I have a python sgi script that attempts to extract an rss items that is posted to it and store the rss in a sqlite3 db. I am using flup as the WSGIServer.
To obtain the posted content: postData = environ[‘wsgi.input’].read(int(environ[‘CONTENT_LENGTH’]))
To attempt to store in the db:
from pysqlite2 import dbapi2 as sqlite ldb = sqlite.connect('/var/vhost/mysite.com/db/rssharvested.db') lcursor = ldb.cursor() lcursor.execute('INSERT into rss(data) VALUES(?)', (postData,))
This results in only the first few characters of the rss being stored in the record: ÿþ< I believe the initial chars are the BOM of the rss.
I have tried every permutation I could think of including first encoding rss as utf-8 and then attempting to store but the results were the same.

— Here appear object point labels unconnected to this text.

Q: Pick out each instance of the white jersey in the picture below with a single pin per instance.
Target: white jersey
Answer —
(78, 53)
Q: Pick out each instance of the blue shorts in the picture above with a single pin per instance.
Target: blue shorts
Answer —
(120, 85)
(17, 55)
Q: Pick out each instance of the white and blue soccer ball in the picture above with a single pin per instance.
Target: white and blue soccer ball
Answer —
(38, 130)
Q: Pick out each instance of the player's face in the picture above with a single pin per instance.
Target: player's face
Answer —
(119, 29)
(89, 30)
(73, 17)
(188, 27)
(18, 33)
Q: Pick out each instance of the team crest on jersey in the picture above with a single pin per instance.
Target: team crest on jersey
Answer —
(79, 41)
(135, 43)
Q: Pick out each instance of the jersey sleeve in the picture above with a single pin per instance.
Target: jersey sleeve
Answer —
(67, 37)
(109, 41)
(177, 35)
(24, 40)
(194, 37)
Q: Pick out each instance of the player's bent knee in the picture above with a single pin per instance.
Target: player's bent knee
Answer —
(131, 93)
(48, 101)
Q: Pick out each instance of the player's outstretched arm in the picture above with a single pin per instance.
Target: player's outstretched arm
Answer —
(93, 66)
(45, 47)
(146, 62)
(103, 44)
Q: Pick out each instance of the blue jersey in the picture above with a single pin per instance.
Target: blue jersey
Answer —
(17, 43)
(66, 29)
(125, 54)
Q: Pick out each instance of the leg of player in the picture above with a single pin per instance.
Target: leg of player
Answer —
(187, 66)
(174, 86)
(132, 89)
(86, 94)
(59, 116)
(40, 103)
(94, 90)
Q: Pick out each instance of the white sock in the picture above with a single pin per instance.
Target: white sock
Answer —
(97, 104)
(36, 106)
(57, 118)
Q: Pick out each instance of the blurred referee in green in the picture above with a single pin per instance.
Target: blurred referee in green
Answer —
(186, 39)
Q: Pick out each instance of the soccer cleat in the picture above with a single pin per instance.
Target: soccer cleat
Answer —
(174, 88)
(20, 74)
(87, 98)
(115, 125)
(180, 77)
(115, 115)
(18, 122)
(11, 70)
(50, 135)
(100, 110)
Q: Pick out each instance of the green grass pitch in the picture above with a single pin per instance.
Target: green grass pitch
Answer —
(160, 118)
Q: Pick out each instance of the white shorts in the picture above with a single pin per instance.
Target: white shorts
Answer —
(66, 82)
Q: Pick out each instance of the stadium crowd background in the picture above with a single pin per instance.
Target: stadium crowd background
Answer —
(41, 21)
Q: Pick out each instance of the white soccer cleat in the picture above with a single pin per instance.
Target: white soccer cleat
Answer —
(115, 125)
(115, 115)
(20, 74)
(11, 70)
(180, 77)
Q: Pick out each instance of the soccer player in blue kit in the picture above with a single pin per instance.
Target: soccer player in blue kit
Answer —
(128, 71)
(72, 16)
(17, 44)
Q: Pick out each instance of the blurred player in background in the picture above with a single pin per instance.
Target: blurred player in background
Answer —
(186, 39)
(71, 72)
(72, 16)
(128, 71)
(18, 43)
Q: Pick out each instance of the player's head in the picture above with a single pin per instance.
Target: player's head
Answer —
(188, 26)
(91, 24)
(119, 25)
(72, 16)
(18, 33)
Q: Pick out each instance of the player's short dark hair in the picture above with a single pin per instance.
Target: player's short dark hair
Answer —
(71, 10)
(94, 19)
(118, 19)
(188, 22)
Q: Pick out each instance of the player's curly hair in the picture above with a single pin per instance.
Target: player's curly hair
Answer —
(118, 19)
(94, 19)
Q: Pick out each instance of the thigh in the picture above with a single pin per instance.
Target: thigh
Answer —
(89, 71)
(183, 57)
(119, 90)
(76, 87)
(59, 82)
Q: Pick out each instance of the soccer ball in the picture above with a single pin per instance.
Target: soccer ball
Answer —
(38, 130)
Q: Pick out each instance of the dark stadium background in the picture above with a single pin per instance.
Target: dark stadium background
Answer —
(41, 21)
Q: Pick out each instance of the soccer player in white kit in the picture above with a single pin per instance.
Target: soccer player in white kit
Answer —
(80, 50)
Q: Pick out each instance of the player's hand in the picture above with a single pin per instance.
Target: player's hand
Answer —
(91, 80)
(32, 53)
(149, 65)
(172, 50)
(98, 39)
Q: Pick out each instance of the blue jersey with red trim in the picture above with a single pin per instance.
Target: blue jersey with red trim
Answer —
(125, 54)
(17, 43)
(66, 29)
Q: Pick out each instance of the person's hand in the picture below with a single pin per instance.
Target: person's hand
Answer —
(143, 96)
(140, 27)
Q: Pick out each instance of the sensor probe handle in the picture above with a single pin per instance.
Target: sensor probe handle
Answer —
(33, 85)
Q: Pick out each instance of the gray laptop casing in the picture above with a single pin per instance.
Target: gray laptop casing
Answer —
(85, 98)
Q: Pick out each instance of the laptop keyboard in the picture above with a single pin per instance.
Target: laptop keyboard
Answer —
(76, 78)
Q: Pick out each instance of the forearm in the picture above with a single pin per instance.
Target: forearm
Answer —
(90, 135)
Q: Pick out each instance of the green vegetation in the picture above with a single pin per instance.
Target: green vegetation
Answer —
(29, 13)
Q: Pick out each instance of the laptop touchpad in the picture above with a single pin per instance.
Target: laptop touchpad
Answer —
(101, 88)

I could not decode because some characters could not be represented as unicode.
Running python 2.5.2 sqlite 3.5.7
Thanks in advance for any insight into this problem.
Here is a sample of the initial data contained in postData as modified by the repr function, written to a file and viewed with less:
‘\xef\xbb\xbf
Thanks for the all the replies! Very helpful.
The sample I submitted didn’t make it through the stackoverflow html filters will try again, converting less and greater than to entities (preview indicates this works).
\xef\xbb\xbf<?xml version=’1.0′ encoding=’utf-16′?><rss xmlns:xsi=’http://www.w3.org/2001/XMLSchema-instance’ xmlns:xsd=’http://www.w3.org/2001/XMLSchema’><channel><item d3p1:size=’0′ xsi:type=’tFileItem’ xmlns:d3p1=’http://htinc.com/opensearch-ex/1.0/’>
Before the SQL insertion you should to convert the string to unicode compatible strings. If you raise an UnicodeError exception, then encode the string.encode(‘utf-8’).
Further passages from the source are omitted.